Desenganados da caça que tinham dado ao bombeiro, voltavam os peões ao rancho, quando ouviram um estrépito medonho; e um turbilhão caiu sobre eles.

Era o Canho e sua tropilha à disparada; o homem soltara brados espantosos; os cavalos rinchavam com estranha ferocidade. Manuel os tinha habituado a combater; pareciam leões na peleja.

Os peões transidos, supondo-se atacados por força muito superior, dispersaram pelo campo fora. Um caiu ferido pela espada do gaúcho; ao outro alcançou o arremesso da lança; além o terceiro era colhido o laço enquanto o companheiro rolava com o animal esmagado pelas bolas. Se algum tentou levantar-se, os cavalos o acabaram a coices.

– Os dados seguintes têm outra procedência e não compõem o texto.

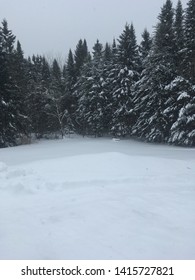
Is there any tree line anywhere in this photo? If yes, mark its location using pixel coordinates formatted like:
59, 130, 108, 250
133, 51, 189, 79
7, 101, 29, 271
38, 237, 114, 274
0, 0, 195, 147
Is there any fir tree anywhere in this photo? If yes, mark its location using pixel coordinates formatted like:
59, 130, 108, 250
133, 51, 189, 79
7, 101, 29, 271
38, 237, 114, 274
183, 0, 195, 83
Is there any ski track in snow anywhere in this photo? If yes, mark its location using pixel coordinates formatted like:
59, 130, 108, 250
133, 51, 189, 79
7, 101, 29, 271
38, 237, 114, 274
0, 138, 195, 259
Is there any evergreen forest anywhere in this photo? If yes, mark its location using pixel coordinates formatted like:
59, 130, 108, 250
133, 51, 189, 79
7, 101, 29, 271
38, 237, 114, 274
0, 0, 195, 148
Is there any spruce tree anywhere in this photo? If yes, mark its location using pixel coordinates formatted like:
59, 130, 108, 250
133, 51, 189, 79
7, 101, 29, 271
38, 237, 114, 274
133, 0, 176, 142
183, 0, 195, 83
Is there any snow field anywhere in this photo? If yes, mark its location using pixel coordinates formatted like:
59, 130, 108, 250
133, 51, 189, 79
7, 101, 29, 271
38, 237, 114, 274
0, 138, 195, 259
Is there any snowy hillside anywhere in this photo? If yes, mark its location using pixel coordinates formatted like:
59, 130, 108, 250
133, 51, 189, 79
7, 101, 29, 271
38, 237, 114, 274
0, 137, 195, 259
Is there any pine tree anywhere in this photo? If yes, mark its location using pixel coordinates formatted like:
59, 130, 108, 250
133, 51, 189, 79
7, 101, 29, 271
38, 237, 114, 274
183, 0, 195, 83
118, 24, 140, 71
139, 29, 152, 61
133, 0, 176, 142
74, 39, 88, 76
0, 20, 24, 147
173, 0, 185, 75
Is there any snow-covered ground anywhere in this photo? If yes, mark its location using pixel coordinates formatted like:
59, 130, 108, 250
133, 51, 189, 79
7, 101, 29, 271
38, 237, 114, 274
0, 136, 195, 260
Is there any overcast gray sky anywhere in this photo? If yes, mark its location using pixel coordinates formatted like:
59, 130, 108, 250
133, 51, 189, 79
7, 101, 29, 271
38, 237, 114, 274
0, 0, 188, 57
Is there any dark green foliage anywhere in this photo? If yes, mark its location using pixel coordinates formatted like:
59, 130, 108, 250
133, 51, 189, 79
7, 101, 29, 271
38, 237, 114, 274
183, 0, 195, 83
0, 0, 195, 147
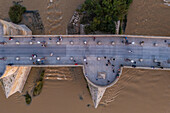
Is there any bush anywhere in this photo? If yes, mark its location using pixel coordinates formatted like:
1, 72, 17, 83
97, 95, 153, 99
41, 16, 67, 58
33, 70, 45, 96
8, 4, 26, 24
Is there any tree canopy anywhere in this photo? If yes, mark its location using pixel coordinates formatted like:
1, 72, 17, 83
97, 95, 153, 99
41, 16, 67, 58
80, 0, 132, 34
8, 4, 26, 24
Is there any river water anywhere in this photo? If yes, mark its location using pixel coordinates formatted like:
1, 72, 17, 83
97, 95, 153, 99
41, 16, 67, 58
0, 0, 170, 113
0, 68, 170, 113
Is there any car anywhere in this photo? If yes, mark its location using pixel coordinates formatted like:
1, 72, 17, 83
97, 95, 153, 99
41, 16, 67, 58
50, 53, 54, 56
8, 63, 14, 66
0, 42, 7, 45
0, 57, 7, 60
15, 41, 20, 45
83, 57, 87, 62
32, 54, 37, 59
15, 56, 20, 61
57, 56, 60, 60
29, 41, 33, 45
30, 57, 33, 60
9, 37, 13, 40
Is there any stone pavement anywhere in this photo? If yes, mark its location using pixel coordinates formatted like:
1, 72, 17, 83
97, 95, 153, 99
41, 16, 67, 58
0, 35, 170, 107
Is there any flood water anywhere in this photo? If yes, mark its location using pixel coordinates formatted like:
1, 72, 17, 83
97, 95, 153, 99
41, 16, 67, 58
0, 68, 170, 113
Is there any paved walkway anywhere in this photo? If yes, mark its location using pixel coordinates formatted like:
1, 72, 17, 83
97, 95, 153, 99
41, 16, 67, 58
0, 35, 170, 86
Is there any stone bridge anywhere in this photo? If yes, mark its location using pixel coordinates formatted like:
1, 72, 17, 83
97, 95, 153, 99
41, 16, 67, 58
0, 23, 170, 108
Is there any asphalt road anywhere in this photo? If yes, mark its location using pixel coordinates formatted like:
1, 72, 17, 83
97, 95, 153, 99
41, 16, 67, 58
0, 45, 170, 59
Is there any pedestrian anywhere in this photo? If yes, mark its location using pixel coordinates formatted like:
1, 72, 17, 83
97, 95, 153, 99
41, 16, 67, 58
93, 37, 96, 41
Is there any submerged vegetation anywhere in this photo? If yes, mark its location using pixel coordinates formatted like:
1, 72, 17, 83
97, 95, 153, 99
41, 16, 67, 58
8, 3, 26, 24
79, 0, 132, 34
33, 70, 45, 96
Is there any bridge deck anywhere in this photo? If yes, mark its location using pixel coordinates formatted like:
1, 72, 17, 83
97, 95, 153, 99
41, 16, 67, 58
0, 37, 170, 85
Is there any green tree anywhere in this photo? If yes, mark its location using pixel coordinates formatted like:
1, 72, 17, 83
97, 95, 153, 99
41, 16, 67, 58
80, 0, 132, 34
8, 4, 26, 24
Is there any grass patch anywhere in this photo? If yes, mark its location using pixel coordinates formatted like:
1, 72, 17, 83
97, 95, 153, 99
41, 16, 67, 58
33, 70, 45, 96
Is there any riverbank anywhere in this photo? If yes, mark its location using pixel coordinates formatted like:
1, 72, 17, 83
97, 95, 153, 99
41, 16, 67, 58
0, 0, 85, 35
0, 68, 170, 113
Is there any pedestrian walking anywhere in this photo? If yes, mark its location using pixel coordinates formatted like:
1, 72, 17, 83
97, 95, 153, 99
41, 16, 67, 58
93, 37, 96, 41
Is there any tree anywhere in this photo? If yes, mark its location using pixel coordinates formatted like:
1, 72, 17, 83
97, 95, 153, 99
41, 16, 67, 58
8, 4, 26, 24
80, 0, 132, 34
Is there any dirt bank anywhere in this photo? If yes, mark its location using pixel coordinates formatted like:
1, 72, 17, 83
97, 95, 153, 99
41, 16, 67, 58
126, 0, 170, 36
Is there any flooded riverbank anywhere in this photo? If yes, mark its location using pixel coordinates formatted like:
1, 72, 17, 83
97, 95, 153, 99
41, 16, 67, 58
0, 0, 85, 35
0, 68, 170, 113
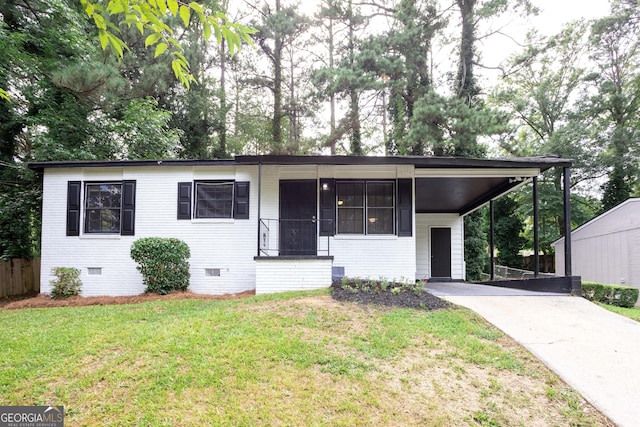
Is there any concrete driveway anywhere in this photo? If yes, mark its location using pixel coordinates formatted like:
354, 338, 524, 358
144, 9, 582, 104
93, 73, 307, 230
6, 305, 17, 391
427, 283, 640, 427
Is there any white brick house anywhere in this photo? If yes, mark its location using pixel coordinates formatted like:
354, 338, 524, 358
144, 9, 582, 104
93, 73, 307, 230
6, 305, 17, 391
29, 156, 566, 296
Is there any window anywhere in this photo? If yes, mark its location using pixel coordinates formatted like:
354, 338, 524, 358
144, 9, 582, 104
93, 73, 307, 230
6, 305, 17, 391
337, 182, 364, 234
67, 180, 136, 236
178, 181, 249, 220
367, 182, 395, 234
195, 182, 233, 218
84, 183, 122, 233
336, 181, 395, 234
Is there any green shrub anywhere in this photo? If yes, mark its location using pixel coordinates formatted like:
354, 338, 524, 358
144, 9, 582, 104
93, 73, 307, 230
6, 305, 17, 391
582, 282, 638, 308
131, 237, 191, 295
49, 267, 82, 299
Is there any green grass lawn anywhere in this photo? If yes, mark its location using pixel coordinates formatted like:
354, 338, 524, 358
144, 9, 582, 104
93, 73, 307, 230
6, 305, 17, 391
597, 303, 640, 322
0, 292, 606, 426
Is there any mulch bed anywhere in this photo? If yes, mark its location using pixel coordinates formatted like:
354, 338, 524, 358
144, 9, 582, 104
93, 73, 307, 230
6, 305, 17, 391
0, 291, 256, 309
331, 282, 455, 310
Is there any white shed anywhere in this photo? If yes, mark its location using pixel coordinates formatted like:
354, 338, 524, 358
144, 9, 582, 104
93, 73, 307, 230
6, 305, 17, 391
553, 198, 640, 288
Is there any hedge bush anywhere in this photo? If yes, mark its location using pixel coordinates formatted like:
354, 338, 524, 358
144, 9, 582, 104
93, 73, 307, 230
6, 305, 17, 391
131, 237, 191, 295
49, 267, 82, 299
582, 282, 638, 308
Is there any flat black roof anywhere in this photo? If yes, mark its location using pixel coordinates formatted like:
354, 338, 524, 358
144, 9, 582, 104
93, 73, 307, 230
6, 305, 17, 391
28, 155, 573, 171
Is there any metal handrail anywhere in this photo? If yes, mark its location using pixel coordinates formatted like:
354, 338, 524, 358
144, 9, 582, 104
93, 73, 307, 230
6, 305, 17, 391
259, 218, 333, 256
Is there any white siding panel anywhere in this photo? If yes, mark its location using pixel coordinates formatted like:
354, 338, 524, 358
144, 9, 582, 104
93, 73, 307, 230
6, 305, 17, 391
416, 214, 465, 280
41, 166, 258, 296
627, 229, 640, 290
256, 259, 331, 295
330, 236, 416, 282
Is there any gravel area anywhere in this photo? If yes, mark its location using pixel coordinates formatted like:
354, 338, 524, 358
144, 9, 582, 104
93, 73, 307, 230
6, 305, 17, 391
331, 282, 455, 310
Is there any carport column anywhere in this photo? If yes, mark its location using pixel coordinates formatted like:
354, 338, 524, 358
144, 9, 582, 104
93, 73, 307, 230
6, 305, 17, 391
533, 176, 540, 277
562, 167, 572, 277
256, 162, 262, 256
489, 200, 496, 280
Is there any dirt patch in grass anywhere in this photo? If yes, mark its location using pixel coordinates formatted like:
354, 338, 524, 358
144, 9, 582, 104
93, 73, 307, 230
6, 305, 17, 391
0, 290, 256, 309
331, 282, 455, 310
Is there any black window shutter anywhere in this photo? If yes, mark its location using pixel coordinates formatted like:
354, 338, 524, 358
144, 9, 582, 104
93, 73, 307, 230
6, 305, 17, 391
67, 181, 82, 236
120, 181, 136, 236
178, 182, 191, 219
396, 178, 413, 236
233, 181, 249, 219
320, 178, 336, 236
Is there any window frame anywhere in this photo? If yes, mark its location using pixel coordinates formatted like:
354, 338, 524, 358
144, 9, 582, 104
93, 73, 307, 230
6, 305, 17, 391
82, 181, 124, 235
335, 179, 398, 236
192, 180, 236, 220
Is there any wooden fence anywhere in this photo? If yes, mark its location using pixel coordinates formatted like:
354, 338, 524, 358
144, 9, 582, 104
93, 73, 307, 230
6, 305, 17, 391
0, 258, 40, 298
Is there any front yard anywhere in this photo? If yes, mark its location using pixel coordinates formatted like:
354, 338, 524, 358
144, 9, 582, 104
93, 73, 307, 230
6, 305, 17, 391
0, 291, 610, 426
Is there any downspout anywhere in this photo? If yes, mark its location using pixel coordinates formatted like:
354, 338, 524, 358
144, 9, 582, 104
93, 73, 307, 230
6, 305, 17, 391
562, 167, 573, 277
533, 176, 540, 277
257, 161, 262, 256
489, 200, 496, 281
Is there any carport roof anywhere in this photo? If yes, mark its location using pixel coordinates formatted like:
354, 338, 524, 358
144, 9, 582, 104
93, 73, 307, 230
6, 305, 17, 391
28, 155, 572, 215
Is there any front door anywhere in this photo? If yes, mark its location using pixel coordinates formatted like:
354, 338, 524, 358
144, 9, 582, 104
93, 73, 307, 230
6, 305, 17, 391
431, 228, 451, 279
280, 180, 318, 255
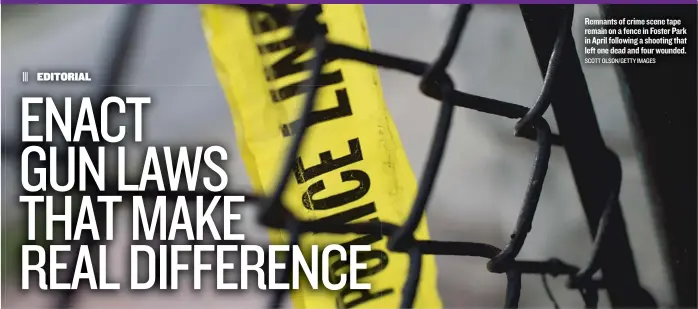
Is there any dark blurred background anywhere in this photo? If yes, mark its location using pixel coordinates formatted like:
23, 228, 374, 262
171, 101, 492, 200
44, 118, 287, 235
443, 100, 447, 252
1, 5, 673, 309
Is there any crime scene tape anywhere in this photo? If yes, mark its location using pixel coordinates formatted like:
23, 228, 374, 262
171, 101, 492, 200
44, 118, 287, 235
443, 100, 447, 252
200, 5, 442, 309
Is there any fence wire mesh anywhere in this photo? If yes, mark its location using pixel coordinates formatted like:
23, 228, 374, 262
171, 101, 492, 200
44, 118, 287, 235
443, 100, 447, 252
10, 4, 656, 309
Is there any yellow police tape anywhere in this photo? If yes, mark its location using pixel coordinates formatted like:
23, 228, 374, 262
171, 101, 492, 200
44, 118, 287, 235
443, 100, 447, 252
201, 5, 442, 309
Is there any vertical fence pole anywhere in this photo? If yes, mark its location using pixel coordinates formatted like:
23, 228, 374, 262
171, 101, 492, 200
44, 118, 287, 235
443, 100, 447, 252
601, 5, 698, 308
520, 5, 656, 308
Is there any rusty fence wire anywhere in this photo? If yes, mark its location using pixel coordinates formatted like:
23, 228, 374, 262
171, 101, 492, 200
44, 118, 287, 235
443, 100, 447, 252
5, 4, 656, 309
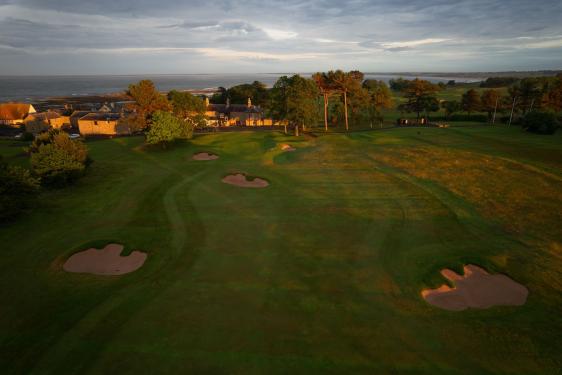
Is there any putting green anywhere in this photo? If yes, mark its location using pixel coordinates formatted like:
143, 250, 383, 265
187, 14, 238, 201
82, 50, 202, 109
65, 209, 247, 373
0, 127, 562, 374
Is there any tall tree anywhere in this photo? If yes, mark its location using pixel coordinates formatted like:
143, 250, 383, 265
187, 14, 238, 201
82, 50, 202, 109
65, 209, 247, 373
227, 81, 269, 107
168, 90, 206, 127
400, 78, 439, 123
312, 73, 335, 131
287, 74, 318, 134
363, 79, 394, 127
461, 89, 482, 115
127, 80, 170, 128
146, 111, 194, 148
269, 74, 319, 135
328, 70, 364, 130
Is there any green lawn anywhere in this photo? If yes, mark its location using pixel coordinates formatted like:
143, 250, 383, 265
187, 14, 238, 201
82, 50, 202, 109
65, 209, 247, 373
0, 126, 562, 374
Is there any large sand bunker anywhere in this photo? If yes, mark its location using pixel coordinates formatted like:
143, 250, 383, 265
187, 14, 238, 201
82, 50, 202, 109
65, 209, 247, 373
421, 264, 529, 311
222, 173, 269, 188
281, 143, 296, 151
63, 244, 147, 275
193, 152, 219, 160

Dos dois peões que restavam, um escapara-se; o outro, Manuel o seguia de perto e arremessando-se como um tigre na garupa estringiu-lhe o corpo em um abraço. Era o Félix.

— Aqui estou! Não te querias encontrar comigo?

Isto dizia o gaúcho ao ouvido de Félix, metendo as chilenas no ventre do animal, e sem tirar os olhos do outro peão que adiante corria. Entretanto desprendendo o laço amarrava os braços do prisioneiro de modo a tolher-lhe os movimentos.

— Foste tu que lanceaste o Morzelo?

— Fui!

— E quem o boleou?... Responde, se não queres que os chimarrões te devorem vivo!

A ameaça era terrível.

— Aquele que lá vai, respondeu Félix.

— Ah! Então é preciso nos despedirmos; tenho pressa.

— Mata duma vez!

— Matar-te, a ti? Não; hás de viver, para namorar Catita ou alguma outra. sempre que ela olhar para ti, prometo que te lembrarás do bravo que assassinaste como um cobarde.

Ouviu-se então o ranger do ferro na carne e um terrível bramido. Saltando outra vez no Juca, Manuel abandonou Félix e continuou a perseguir o último dos peões; aquele que primeiro insultara e abatera o brioso corcel, atirando-lhe as bolas.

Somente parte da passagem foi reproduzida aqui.